鄭文燦,法艷梅,田麗紅,郭劍偉,呂亞青,錢垚鑫
曲靖市第一人民醫院藥械部,云南 曲靖 655000
抗菌藥物是臨床常用的治療感染性疾病的重要藥物之一,但隨著其在臨床中的廣泛應用,細菌耐藥現象日趨嚴重。亞胺培南-西司他丁屬于碳青霉烯類抗菌藥物,是一種抗菌譜廣、抗菌活性強的非典型β-內酰胺類抗菌藥物,作為抗感染治療的最后一道屏障,臨床常用于多重耐藥的革蘭氏陰性菌如產超廣譜β-內酰胺酶或產頭孢菌素酶的菌株[1]。但隨著其在臨床中的廣泛應用,耐碳青霉烯類革蘭氏陰性菌的檢出率呈迅速上升趨勢,給臨床抗感染治療帶來新的挑戰[2]。筆者對我院注射用亞胺培南-西司他丁鈉臨床應用情況進行專項點評,旨在提高碳青霉烯類抗菌藥物臨床應用合理率,實現對亞胺培南-西司他丁的科學化管理提供理論依據。
通過我院信息系統抽取2020年1月—6月我院住院患者中使用注射用亞胺培南-西司他丁鈉病例共592例,涵蓋了重癥醫學科、感染科、呼吸內科、血液科、胃腸外科等臨床科室。
成立注射用亞胺培南-西司他丁鈉醫囑點評工作小組,提前設計出專項點評工作表;將抽取的592例病例按照表格的要求,填入患者的ID、性別、年齡、臨床診斷、使用科室、用法用量、溶媒、使用療程等進行統計,并對其用藥合理性進行點評。點評依據為:注射用亞胺培南-西司他丁鈉藥品說明書、《關于印發碳青霉烯類抗菌藥物臨床應用專家共識等3個技術文件的通知》[3]《抗菌藥物臨床應用指導原則(2015版)》[4]《國家抗微生物治療指南》[5]《抗微生物治療指南(第46版)》[6]等。并從用法用量、遴選藥品、聯合用藥、使用療程、使用流程5方面對注射用亞胺培南-西司他丁鈉使用的合理性進行評價。藥物使用頻度(DDDs)=某藥的總量(g)/該藥的限定日劑量(DDD);藥物利用指數(DUI)=DDDs/總用藥天數。
數據采用Excel表格進行統計,數據資料采用百分率(%)表示。
根據統計分析,注射用亞胺培南-西司他丁鈉按患者使用數量排名前5位統計顯示:重癥醫學科273例,其次分別為感染科130例、呼吸內科86例、血液科62例、胃腸外科29例,見表1。
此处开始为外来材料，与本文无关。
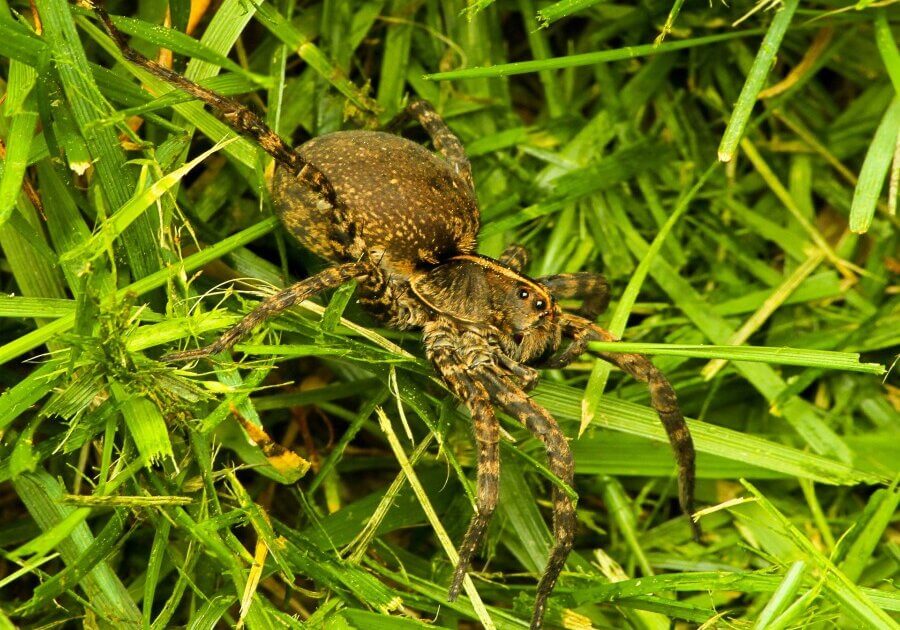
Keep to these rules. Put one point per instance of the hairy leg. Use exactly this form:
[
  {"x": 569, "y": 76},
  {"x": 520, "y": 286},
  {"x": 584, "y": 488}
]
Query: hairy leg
[
  {"x": 274, "y": 304},
  {"x": 238, "y": 117},
  {"x": 662, "y": 398},
  {"x": 515, "y": 257},
  {"x": 440, "y": 349},
  {"x": 445, "y": 141},
  {"x": 559, "y": 458},
  {"x": 591, "y": 288}
]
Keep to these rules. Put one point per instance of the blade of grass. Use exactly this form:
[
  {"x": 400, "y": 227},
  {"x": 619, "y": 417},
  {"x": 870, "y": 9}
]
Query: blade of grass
[
  {"x": 756, "y": 79},
  {"x": 586, "y": 59},
  {"x": 875, "y": 169},
  {"x": 779, "y": 356},
  {"x": 385, "y": 424},
  {"x": 600, "y": 372},
  {"x": 856, "y": 603}
]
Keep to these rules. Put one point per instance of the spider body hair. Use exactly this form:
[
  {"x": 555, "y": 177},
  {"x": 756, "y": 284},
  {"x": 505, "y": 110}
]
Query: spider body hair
[{"x": 403, "y": 221}]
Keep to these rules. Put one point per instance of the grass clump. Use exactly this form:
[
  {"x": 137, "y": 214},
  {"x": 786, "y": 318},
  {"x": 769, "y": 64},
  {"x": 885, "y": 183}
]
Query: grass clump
[{"x": 133, "y": 222}]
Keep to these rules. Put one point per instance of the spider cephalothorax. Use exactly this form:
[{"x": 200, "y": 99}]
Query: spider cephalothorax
[{"x": 403, "y": 221}]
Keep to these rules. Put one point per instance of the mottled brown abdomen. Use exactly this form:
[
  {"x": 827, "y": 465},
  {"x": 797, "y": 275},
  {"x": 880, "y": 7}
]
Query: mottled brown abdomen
[{"x": 402, "y": 202}]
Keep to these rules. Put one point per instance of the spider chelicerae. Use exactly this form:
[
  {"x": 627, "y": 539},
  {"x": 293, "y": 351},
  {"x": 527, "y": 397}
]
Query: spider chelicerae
[{"x": 404, "y": 221}]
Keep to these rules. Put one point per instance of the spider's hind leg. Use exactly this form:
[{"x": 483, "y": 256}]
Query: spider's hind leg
[
  {"x": 274, "y": 304},
  {"x": 445, "y": 141},
  {"x": 238, "y": 117}
]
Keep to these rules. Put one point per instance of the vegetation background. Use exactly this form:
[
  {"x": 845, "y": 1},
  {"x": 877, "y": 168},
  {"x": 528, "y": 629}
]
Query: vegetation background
[{"x": 129, "y": 492}]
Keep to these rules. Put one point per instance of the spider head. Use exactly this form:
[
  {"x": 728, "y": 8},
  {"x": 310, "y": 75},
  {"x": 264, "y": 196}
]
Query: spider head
[{"x": 479, "y": 291}]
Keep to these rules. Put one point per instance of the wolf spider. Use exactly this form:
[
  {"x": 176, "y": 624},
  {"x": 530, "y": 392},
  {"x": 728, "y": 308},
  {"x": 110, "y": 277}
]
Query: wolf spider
[{"x": 404, "y": 223}]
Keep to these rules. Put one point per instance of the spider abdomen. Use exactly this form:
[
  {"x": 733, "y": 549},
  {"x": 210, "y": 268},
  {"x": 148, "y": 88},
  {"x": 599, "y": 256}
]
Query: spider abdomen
[{"x": 402, "y": 202}]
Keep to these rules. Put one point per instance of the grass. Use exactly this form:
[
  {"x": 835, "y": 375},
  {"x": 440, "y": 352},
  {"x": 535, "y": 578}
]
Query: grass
[{"x": 765, "y": 287}]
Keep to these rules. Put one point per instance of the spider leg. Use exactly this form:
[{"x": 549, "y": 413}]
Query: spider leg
[
  {"x": 515, "y": 257},
  {"x": 592, "y": 288},
  {"x": 662, "y": 398},
  {"x": 441, "y": 350},
  {"x": 559, "y": 458},
  {"x": 445, "y": 141},
  {"x": 274, "y": 304},
  {"x": 234, "y": 114}
]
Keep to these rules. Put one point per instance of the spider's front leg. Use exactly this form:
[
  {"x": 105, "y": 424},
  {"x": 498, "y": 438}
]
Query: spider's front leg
[
  {"x": 662, "y": 398},
  {"x": 445, "y": 141},
  {"x": 541, "y": 424},
  {"x": 274, "y": 304},
  {"x": 591, "y": 288},
  {"x": 441, "y": 344}
]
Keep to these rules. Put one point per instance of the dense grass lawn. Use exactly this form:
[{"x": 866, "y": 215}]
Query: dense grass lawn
[{"x": 732, "y": 170}]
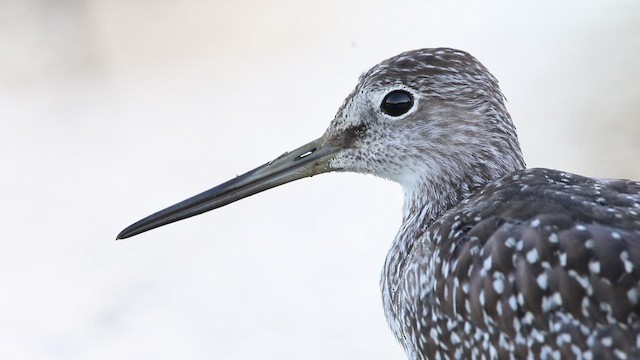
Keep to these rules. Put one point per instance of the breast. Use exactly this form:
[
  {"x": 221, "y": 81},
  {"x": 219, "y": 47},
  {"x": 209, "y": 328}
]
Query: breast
[{"x": 539, "y": 261}]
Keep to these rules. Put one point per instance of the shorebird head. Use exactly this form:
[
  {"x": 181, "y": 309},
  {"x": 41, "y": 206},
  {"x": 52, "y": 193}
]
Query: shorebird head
[{"x": 433, "y": 120}]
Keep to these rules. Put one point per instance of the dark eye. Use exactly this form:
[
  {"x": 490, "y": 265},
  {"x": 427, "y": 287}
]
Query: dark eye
[{"x": 397, "y": 103}]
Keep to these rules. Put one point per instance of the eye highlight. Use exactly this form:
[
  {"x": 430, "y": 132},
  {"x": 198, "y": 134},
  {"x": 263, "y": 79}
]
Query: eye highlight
[{"x": 397, "y": 103}]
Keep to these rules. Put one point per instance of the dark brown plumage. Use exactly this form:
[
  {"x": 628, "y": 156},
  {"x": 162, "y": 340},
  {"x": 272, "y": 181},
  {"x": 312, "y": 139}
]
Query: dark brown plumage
[{"x": 492, "y": 260}]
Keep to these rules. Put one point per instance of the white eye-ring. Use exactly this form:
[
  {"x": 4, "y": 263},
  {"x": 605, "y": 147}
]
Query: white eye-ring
[{"x": 397, "y": 103}]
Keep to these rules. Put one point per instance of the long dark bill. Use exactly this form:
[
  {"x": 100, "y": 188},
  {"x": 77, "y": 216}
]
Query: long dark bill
[{"x": 307, "y": 160}]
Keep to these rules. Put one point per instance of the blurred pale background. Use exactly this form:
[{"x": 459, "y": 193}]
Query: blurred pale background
[{"x": 113, "y": 109}]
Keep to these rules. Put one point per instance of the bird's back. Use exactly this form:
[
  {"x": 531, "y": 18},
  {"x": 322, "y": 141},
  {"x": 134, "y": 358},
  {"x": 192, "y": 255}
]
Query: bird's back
[{"x": 539, "y": 262}]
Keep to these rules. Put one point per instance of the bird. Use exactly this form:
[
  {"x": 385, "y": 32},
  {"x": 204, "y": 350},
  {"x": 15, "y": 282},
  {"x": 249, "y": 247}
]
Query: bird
[{"x": 493, "y": 260}]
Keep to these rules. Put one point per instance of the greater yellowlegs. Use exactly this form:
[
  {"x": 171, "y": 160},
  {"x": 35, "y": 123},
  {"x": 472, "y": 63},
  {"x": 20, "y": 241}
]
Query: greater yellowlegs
[{"x": 492, "y": 260}]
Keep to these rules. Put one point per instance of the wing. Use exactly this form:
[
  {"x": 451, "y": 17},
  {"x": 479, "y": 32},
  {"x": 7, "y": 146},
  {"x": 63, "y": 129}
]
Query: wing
[{"x": 542, "y": 262}]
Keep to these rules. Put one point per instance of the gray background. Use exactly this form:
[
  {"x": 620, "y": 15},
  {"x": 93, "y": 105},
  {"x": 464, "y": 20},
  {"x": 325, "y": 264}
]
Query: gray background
[{"x": 113, "y": 109}]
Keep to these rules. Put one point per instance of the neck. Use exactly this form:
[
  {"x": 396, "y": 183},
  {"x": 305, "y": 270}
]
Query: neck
[
  {"x": 423, "y": 204},
  {"x": 425, "y": 201}
]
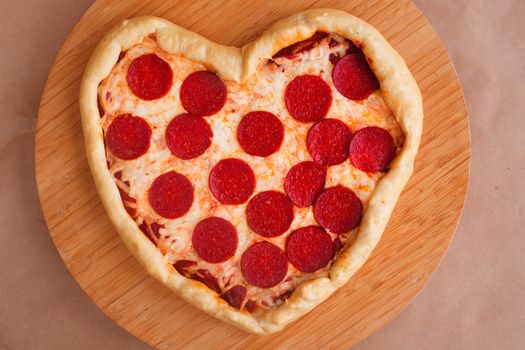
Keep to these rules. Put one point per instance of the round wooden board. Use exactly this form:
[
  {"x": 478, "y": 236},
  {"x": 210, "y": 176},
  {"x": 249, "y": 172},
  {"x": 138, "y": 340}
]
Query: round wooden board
[{"x": 416, "y": 238}]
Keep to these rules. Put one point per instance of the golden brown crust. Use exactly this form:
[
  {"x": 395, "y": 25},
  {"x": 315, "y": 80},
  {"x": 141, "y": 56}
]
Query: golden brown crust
[{"x": 399, "y": 90}]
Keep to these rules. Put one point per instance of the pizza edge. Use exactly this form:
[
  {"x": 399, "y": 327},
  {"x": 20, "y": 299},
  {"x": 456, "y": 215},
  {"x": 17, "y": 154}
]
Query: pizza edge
[{"x": 400, "y": 92}]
表1 注射用亞胺培南-西司他丁鈉臨床科室使用分布情況
根據統計分析,注射用亞胺培南-西司他丁鈉使用不合理223例,不合理率為37.67%。不合理情況包括:遴選藥品不適宜、用法用量不適宜、聯合用藥不適宜、使用療程不適宜、未按照規范流程使用等5種情況,見表2。

表2 注射用亞胺培南-西司他丁鈉不合理使用情況
對上述排名前5位科室注射用亞胺培南-西司他丁鈉DDDs和DUI按月份進行統計分析,2020年1月—6月,呈現逐月上升趨勢,見表3。

表3 注射用亞胺培南-西司他丁鈉臨床使用指標情況
對注射用亞胺培南-西司他丁鈉使用排名前5位科室的統計發現,重癥醫學科使用病例數最多,占據了全院科室的近一半,分析其原因為:入住重癥醫學科的患者,最常見的死亡因素為感染,因此抗感染是治療的出發點和關鍵點,早期的首要治療措施為經驗性選擇廣譜、強效抗菌藥物迅速殺滅病原菌、盡快控制感染擴散,幫助患者度過危險期[7]。亞胺培南-西司他丁屬于碳青酶烯類抗菌藥物,因此入住重癥醫學科的患者初始治療幾乎均選用碳青酶烯類抗菌藥物,故該科室成為了使用患者例次最多的科室。感染科亦是使用亞胺培南-西司他丁鈉頻次較多的科室,分析其原因為:感染科患者很多是由于各種基礎性疾病導致的重癥感染,如丙肝肝硬化晚期所致的繼發性腹膜炎、HIV患者由于免疫功能低下繼發性細菌合并真菌感染。呼吸內科慢性阻塞新肺疾病繼發性重癥肺炎或肺膿腫患者,血液科中重度粒細胞缺乏伴發熱患者、胃腸外科急性彌漫性腹膜炎患者,上述患者通常感染較重,在未明確病原菌的前提下,初始亦需要廣譜強效抗菌藥物治療,因此亦成為碳青霉烯類使用的重點科室。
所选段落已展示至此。